Une fenêtre sur l’actualité quotidienne de tous les événements liés directement ou indirectement au tabac
19 Fév 2024 | Trafic
 

Originaires dAlgérie, quatre prévenus étaient jugés ce 16 février devant le tribunal correctionnel de Foix pour importation et détention de cartouches de cigarettes, de tabac à rouler et de blanchiment. Après s’être faits arrêtés le 11 février dernier, à Perles-et-Castelet (Ariège).

Lorsque les services des Douanes contrôlent leur véhicule dans le sens Andorre-France, les quatre passagers affirment ne rien détenir dans le véhicule. Mais très rapidement, un recoupement auprès d’un fichier permet de repérer le conducteur, déjà défavorablement connu pour des infractions similaires peu de temps avant. Avec au total 9 déplacements dont 4 au début du mois de février, à la frontière andorrane, selon La Dépêche du Midi.

Dans le véhicule, les Douanes découvrent, in fine, 63 cartouches de cigarettes et 6,3 kilos de tabac à rouler. 

•• Devant le tribunal, aidés dune interprète, ces derniers, qui affirment se connaître « du bled » tentent de se justifier.

« J’étais dans une situation difficile, jai pris 22 cartouches pour les revendre », explique l’un d’eux, arrivé en France en 2021 mais dont la carte d’identité italienne, récupérée par les Douanes au moment du contrôle, s’est révélée être fausse. Ces cartouches, il a pu les acheter grâce à des travaux effectués sur des chantiers. Mais lui affirme ne pas savoir qu’il travaillait en situation irrégulière. Dans le téléphone de son complice, des conversations laissent penser, cependant, que le trafic de cigarettes est aussi une activité habituelle.

Chacun leur tour, les mis en cause expliquent brièvement travailler sur des chantiers, dans des marchés ou être « chanceux » au Lotofoot mais ne pas gagner suffisamment pour vivre sur le long terme. « Avec les cartouches, je peux gagner 10 euros. Sur les marchés, il faut faire beaucoup dheures pour un salaire de misère », soutient un des prévenus.

•• Pour le substitut du procureur de la République, cela ne fait aucun doute, les quatre individus sont des trafiquants chevronnés.

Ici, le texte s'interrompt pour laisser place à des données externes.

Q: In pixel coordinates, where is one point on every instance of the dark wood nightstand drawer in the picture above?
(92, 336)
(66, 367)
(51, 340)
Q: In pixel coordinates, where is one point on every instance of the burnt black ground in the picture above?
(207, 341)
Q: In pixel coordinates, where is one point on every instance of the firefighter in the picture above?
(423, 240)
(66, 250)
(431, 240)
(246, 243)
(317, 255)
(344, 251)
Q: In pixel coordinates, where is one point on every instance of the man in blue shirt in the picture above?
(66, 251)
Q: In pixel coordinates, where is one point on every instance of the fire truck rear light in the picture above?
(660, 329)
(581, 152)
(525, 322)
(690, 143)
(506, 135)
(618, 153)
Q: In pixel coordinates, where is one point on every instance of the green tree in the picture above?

Le tribunal décide de s’aligner sur ses propos et prononce des peines fermes allant de quatre à six mois avec maintien en détention ferme. Les prévenus doivent également payer une amende solidaire de 11 193 euros pour l’action fiscale. Suite à la procédure et en raison de leur présence irrégulière sur le territoire, chaque prévenu s’est vu recevoir une « Obligation de quitter le Territoire » par la préfecture de l’Ariège. (Voir aussi 23 et 6 décembre, 17 août 2023).